Quello che il gruppo ci propone è infatti un puzzle incredibilmente intricato, un coacervo devastante di elementi che da composti vanno in mille pezzi per poi comporsi ancora per andare di nuovo in frantumi e tornare assieme. E avanti così fino ad indossare una camicia di forza.

Se con “Six” il quartetto aveva dimostrato una propensione debilitante a piegare la materia dillingerscapeplaniana – e tutto il post-hardcore in essa racchiuso sul fondo i ritmiche oblique – fino a farla toccare, quasi fondere, con il verbo dolce e carezzevole di Neige e Winterhalter, su questo nuovo lavoro la metamorfosi è inaspettata spingendosi oltre il limite del comprensibile. Il bozzolo metallico in cui è rimasta chiusa questa farfalla multicolore si è infine schiuso donandoci qualcosa di estremo che estremo non è. Anzi: esasperato.

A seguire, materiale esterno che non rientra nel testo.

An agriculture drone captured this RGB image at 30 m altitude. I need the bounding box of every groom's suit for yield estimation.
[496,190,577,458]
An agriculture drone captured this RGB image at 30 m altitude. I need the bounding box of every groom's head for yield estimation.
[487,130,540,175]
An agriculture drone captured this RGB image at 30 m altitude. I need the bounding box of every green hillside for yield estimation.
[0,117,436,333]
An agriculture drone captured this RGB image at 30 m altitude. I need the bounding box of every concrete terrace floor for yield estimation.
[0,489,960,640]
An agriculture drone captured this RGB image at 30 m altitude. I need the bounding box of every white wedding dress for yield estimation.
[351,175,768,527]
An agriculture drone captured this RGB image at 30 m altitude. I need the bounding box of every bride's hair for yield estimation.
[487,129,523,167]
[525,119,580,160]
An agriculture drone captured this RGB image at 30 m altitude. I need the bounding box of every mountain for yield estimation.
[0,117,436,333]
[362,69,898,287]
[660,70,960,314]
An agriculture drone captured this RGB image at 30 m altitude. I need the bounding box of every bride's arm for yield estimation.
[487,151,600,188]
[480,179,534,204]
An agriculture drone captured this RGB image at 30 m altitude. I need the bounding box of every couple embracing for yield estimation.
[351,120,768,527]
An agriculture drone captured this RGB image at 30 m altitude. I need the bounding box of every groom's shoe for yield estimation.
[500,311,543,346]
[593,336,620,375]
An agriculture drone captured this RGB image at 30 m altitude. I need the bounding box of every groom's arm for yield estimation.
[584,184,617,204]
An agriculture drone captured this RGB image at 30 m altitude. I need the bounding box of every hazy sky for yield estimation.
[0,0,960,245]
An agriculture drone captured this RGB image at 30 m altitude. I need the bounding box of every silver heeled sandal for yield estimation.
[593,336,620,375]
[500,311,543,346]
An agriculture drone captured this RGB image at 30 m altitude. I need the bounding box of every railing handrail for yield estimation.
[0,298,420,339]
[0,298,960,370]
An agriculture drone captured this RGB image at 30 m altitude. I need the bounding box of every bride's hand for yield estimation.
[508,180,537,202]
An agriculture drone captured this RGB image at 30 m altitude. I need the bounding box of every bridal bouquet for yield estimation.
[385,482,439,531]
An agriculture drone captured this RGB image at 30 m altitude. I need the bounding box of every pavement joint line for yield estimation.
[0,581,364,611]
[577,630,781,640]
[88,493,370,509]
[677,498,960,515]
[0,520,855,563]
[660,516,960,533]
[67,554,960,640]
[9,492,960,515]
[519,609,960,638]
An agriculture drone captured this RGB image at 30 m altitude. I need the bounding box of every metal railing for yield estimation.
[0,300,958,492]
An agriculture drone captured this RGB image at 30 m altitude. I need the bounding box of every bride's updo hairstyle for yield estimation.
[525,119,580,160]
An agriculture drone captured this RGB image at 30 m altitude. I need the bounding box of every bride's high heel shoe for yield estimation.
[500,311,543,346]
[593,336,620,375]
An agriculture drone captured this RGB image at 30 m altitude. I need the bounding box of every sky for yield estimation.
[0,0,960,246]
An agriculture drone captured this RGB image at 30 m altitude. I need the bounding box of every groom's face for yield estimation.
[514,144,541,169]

La disperazione grida dal fondo di un cuore ingrigito dagli anni e il racconto si srotola come pergamena fragile e i tempi con cui si incatenano i sette brani ivi presenti sono qualcosa di impossibile. Tutto è storto, niente è dove dovrebbe essere ma come per magia in album come questo tutto funziona come dovrebbe. Per arrivare a qualcosa di dritto come una lama si deve attendere la conclusiva In Murmur, anche se gli inserti in psicosi blackgaze danneggiano abbellendo irreparabilmente il cristallo che racchiude il pezzo fino al sacrificio centrale sull’altare di Jonny Greenwood che ci obbliga ad ingoiare un mare di lacrime che esonda e la cui risacca crocifigge ad uno specchio.

L’incredibile voce di Sakarias Westman racchiude in se i semi di Jared Leto e Jonsi fino a farli sbocciare in qualcosa d’altro, di nuovo, di disastrosamente sentimentale. Arriva alle stelle e si imbatte nelle nebulose di rumore argentino della chitarra di Pontus Carling che crea mura alte diecimila chilometri. L’esasperante ed interminabile crescendo che sferza come pioggia incessante l’opener I Dreamt I Was Old fermandosi solo per sbattere contro una finestra incrinata per poi esplodere in una vertigine di schegge di vetro e legno. La sezione ritmica storta e incastrata di traverso sullo shoegaze a foggia immortale di It’s All For Springtime piega le ossa e taglia le retine.

Un incipit epico e black incorona l’estenuante aberrazione pop eighties di And The Best Was Yet To Come volgendo lo sguardo in direzione di Alcest, My Bloody Valentine e Slowdive superandoli in lungimiranza e coprendoli in una vivisezione di ritmo che mozza il fiato, spegnendosi e riaccendendosi di continuo come una corsa verso il nulla. Lascia increduli la cortina di chitarre trasfigurate che si innalza in With A Song For Dead Darlings e si pianta dritto nel cuore creando una breccia insanabile. All For Your Myth è una risacca dreampop romantica che rimbomba all’ombra di un fiordo fantasma cullando il narratore stanco, preparandolo al finale – di cosa, in fondo, non è dato sapersi.

Erano anni – forse da “Shelter” del duo francese di cui sopra – che non provavo un simile ventaglio di sentimenti estenuanti ascoltando un disco, che non rimanevo così sbalordito tanto da non riuscire a trovare il coraggio di scriverne per paura di rovinarlo – e forse in questo sono riuscito – ma “shouldhavebeens” meritava di essere raccontato. Fatevi un regalo e ascoltatelo distesi ovunque voi vogliate. Lo spazio profondo sarà a portata di mano.